Nancy,
Yes, my doctor knows this because my daughters call him or his stand in
after they have been called. He has never seen me when I can't talk. (It
usually happened on a weekend and he is not available) to see me anyway.
6 years ago I was admitted to the hospital and had an MRI, Ultra Sound,
CScan and an EEG. Then he thought I had a TIA (small stroke) but
everything happened like before. The last time 2 years ago I asked him if
it was a TIA or a sz. He thought it was a sz. He didn't see me either
time until Monday morning.
I usually go in Monday morning and he checks me out. By then I am talking
again but he can tell that I am not quite my usual self and I am not to
drive. Between my daughter and I -- we tell him what happened. (At least
what little I remember and whatever anyone else has seen of me). He sends
me to get a blood test to see if my meds are low.
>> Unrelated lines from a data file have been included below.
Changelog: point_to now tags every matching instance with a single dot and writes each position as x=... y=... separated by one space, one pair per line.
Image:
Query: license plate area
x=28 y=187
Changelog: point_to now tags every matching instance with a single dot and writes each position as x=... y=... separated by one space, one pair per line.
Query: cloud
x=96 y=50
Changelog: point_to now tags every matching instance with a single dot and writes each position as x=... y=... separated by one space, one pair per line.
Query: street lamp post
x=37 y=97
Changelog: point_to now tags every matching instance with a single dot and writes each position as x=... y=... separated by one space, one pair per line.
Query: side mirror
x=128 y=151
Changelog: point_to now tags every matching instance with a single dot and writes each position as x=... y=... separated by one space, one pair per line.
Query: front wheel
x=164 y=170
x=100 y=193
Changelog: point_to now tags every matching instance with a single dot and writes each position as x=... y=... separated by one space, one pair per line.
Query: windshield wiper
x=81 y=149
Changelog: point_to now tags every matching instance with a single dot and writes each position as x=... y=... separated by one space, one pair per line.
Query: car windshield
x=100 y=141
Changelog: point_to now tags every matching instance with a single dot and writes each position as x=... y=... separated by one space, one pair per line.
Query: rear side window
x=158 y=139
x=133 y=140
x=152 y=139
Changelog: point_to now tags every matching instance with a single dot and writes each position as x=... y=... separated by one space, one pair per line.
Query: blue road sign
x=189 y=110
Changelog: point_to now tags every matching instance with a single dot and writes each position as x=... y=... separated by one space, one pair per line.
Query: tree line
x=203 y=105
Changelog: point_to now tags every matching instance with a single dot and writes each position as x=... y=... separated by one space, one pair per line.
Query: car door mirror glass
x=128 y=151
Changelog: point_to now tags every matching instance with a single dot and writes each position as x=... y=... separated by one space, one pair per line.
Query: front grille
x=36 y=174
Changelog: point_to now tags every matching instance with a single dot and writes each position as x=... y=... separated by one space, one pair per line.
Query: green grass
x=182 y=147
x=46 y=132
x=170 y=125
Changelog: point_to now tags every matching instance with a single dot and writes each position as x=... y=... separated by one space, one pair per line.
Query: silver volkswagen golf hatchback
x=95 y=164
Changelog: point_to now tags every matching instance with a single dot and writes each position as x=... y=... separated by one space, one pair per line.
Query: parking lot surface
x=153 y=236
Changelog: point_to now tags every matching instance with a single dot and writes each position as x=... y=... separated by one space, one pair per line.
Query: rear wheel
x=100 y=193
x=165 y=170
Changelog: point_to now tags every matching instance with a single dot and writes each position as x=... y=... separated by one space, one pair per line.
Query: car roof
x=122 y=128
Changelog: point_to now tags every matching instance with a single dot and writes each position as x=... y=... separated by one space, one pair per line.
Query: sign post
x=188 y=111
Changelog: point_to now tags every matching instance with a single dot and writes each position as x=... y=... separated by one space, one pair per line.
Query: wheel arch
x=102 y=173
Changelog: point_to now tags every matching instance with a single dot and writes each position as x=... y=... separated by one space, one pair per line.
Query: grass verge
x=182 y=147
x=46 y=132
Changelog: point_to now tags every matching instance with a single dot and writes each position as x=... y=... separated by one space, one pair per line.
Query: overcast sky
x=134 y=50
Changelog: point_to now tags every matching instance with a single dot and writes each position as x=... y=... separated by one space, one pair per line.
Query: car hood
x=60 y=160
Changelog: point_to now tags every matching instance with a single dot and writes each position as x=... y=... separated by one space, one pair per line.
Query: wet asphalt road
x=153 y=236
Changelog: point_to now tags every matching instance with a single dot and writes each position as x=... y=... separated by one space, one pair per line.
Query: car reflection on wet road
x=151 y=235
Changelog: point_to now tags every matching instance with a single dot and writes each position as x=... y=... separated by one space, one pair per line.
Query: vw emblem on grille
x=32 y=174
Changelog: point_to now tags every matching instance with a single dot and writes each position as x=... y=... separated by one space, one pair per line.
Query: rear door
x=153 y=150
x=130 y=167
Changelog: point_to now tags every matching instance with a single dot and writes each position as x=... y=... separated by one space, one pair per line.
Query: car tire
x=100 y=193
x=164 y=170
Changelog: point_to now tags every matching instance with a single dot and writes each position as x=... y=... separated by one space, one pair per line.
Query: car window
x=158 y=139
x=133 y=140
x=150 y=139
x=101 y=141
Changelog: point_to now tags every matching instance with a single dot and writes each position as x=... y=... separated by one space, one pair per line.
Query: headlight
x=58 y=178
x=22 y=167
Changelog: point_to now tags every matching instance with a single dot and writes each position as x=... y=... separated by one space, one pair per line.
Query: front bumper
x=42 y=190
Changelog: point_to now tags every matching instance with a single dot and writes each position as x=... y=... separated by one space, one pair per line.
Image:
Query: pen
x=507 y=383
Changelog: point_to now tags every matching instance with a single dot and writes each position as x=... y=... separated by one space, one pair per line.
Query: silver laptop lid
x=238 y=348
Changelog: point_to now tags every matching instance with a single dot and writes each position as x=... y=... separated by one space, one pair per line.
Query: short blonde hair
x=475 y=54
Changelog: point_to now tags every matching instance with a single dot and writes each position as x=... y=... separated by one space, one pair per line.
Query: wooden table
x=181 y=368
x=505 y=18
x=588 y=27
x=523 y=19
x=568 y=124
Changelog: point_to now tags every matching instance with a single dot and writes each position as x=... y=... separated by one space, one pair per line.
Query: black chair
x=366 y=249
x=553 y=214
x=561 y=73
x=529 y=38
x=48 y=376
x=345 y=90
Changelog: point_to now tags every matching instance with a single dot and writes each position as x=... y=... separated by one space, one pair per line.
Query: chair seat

You will have to remember I don't have many szs. My last one was 2 years
ago and before that it was 4 years.
Millie
> does your dr. understand this. maybe I should see another dr but he is
> suppose to be the best. Nancy
>
>
>
>
> ____________
> From: "mylmy@bnin.net" <mylmy@bnin.net>
> To: epilepsy@yahoogroup
> Sent: Sunday, June 7, 2009 1:31:34 AM
> Subject: Re: [epilepsy] Re: New Here
>
>
>
>
>
> Nancy ,
>
> When I was diagnosed (DX) 47 years ago I had grand mal szs.
>
> About 15 years ago they changed to more like complex partials--
> according to what I read. I start out by acting like I don't hear
> you. Since I live alone I sleep a lot. Other wise I am probably
> sleep deprived. I walk to places I don't remember later. If
> I do talk my friends know I am not my usual self. Then I have trouble
> talking (my brain isn't working right.)-- then I can't talk at all.
> This is usually over the course of 2 days. My girls say my brain
> is scrambled. -- Then like a light switch-- my brain turns on again.
>
> I have sent out instructions to people in my building that when I am
> not my acting my normal self -- to call my 2 daughters who live in town.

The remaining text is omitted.